# 1 Homework 4

### 12.14 Excersises

# 12.14.5 Question 5

In the exercise, we examine in detail how an instruction is executed in single-cycle datapath. Problems in this exercise refer to a clock cycle in which the processor fetches the following instruction word: 0xadac0014.

For context: The encoded instruction is sw \$t4, 20(\$t5)

(a) What are the values of the ALU control unit's inputs for this instruction? Work:

#### Answer

- (b) What is the new PC address after this instruction is executed? Highlight the path through which this value is determined.
- (c) For each mux, show the values of its inputs and outputs during the execution of this instruction. List values that are register outputs at **Reg** [xn]
- (d) What are the input values for the ALU and the two add units?
- (e) What are the values of all inputs for the registers unit?

#### 12.14.7 Question 7

Problems in this exercise assume that the logic blocks used to implement a processor's datapath (COD Figure 4.21) have the following latencies:

|       | Register<br>File |      | ALU   |       |     | Register<br>Read |      |      | Control |
|-------|------------------|------|-------|-------|-----|------------------|------|------|---------|
| 250ps | 150ps            | 25ps | 200ps | 150ps | 5ps | 30ps             | 20ps | 50ps | 50ps    |

"Register read" is the time needed after the rising clock edge for the new register value to appear on the output. This value applies to the PC only. "Register setup" is the amount of time a register's data input must be stable before the rising edge of the clock. This value applies to both the PC and Register File.

- (a) What is the latency of an R-type instruction (i.e., how long must the clock period be to ensure that this instruction works correctly)?
- (b) What is the latency of lw? (Check your answer carefully. Many students place extra muxes on the critical path.)

- (c) What is the latency of sw? (Check your answer carefully. Many students place extra muxes on the critical path.)
- (d) What is the latency of beq?
- (e) What is the latency of an arithmetic, logical, or shift I-type (non-load) instruction?
- (f) What is the minimum clock period for this CPU?

## 12.14.10 Question 10

When the processor designers consider a possible improvement to the processor datapath, the decision usually depends on the cost/performance trade-off.

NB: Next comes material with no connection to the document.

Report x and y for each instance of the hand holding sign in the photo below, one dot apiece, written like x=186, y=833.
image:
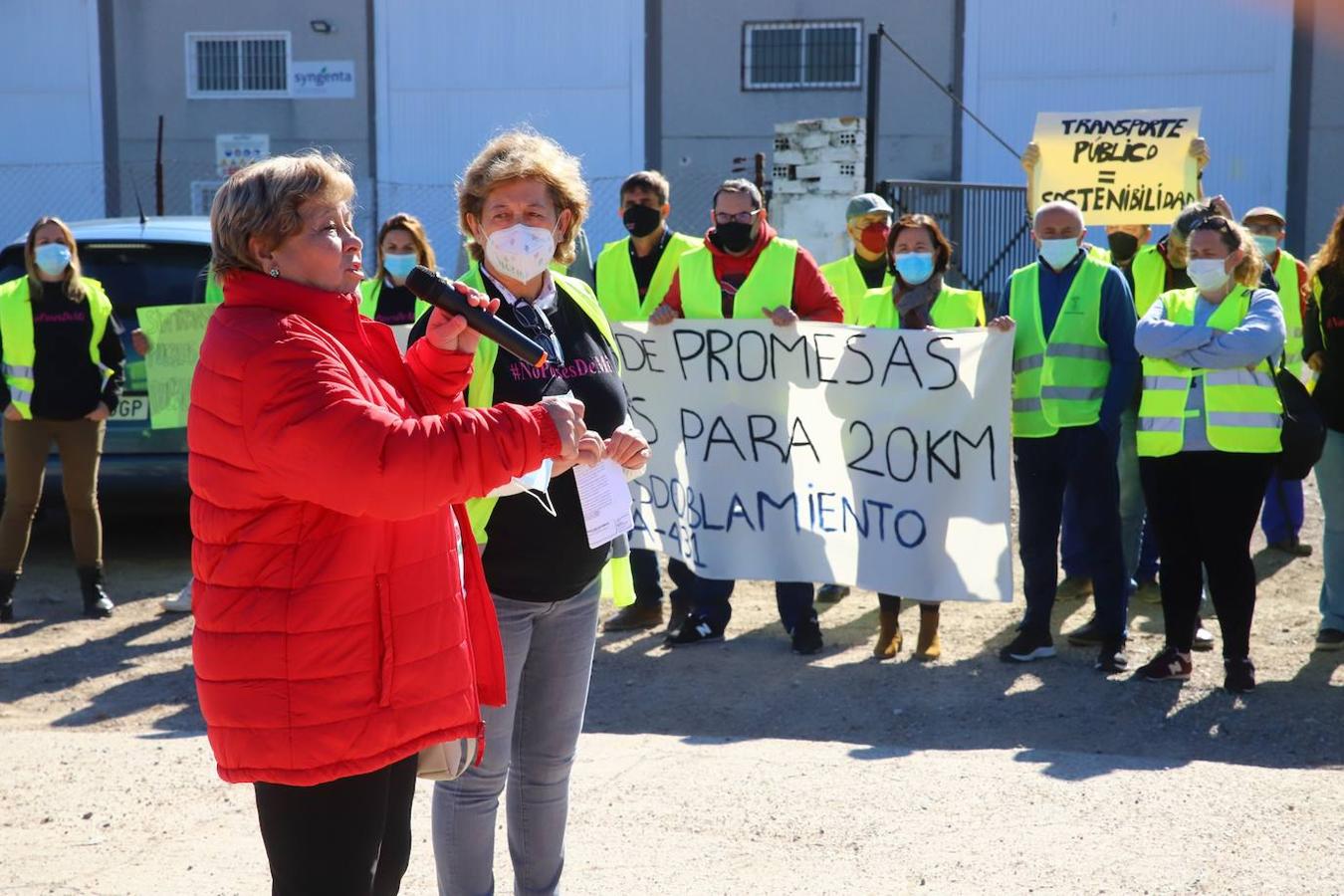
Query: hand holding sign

In the following three problems, assume that we are beginning with the datapath from COD figure 4.21, the latencies from Exercise 4.7, and the following costs:

|       | Register |     |     |       |       | Single   | Sign   | Sign |         |
|-------|----------|-----|-----|-------|-------|----------|--------|------|---------|
| I-Mem | File     | Mux | ALU | Adder | D-Mem | Register | extend | gate | Control |
| 1000  | 200      | 10  | 100 | 30    | 2000  | 5        | 100    | 1    | 500     |

Suppose doubling the number of general purpose registers from 32 to 64 would reduce the number of lw and sw instruction by 12%, but increase the latency of the register file from 150 ps to 160 ps and double the cost from 200 to 400. (Use the instruction mix from Exercise 4.8 and ignore the other effects on the ISA discussed in Exercise 2.18.)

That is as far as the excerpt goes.